Kesterite Cu2ZnSnS4 (CZTS) is interesting as a sustainable photovoltaic technology due to its earth-abundant elements and suitable semiconducting properties. To date, a record efficiency of 12.6% has been achieved but further improvements are required to reach high efficiency for industrial implementation.

Among the limiting issues is the understanding of the annealing process, which is crucial in promoting high material quality. In particular, the knowledge of the effects of segregated secondary compounds on solar cell performance is lacking.

In contrast to formation of ZnS particles throughout CZTS film, it is notable that SnS forms and usually segregates on the CZTS top and rear surfaces.
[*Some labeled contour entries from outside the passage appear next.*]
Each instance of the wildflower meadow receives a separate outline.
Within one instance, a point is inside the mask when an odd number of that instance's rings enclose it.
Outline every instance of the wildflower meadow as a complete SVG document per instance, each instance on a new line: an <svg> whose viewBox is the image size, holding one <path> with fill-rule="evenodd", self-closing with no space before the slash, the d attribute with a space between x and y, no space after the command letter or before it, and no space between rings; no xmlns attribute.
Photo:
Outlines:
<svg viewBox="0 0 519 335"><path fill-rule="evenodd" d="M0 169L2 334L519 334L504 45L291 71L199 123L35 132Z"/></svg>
The influence of SnS on CZTS solar cells was studied by electron beam induced current measurements. It is found that SnS presence on the CZTS surfacecan introduce “dead area”, whereas it seems beneficial for solar cell current when accumulates on the CZTS rear. For SnS passivation and from investigation of the passivation effect from an Al2O3 thin layer at the CZTS rear, improvement in overall device performance could not be demonstrated, due to either poor CZTS bulk or non-optimal device structure. The limitation in CZTS bulk quality was shown from a thickness study where carrier collection saturated already about 700-1000 nm CZTS thickness.

Formation of SnS alongside CZTS implies the anneal is limited by a deficient sulfur partial pressure (PS2). By looking into Sn-S phase transformations in SnS2 films after annealing, we find that PS2 drops rapidly over the annealing time, which could be well-correlated to a series of changes in CZTS material quality including secondary phase formations and defect modifications. It is shown that annealing CZTS under sufficiently high PS2 is critical for CZTS solar cells with high open circuit voltage (upto 783mV was reached), possibly due to the defect modification.

Besides SnS, it is observed that NaxS compounds are also readily formed on CZTS surfaces, due to Na diffusion from the glass substrate during annealing. NaxS negatively affects the formation of the CdS/CZTS interface during chemical bath deposition. It can be removed by an oxidation process or wet chemical etching.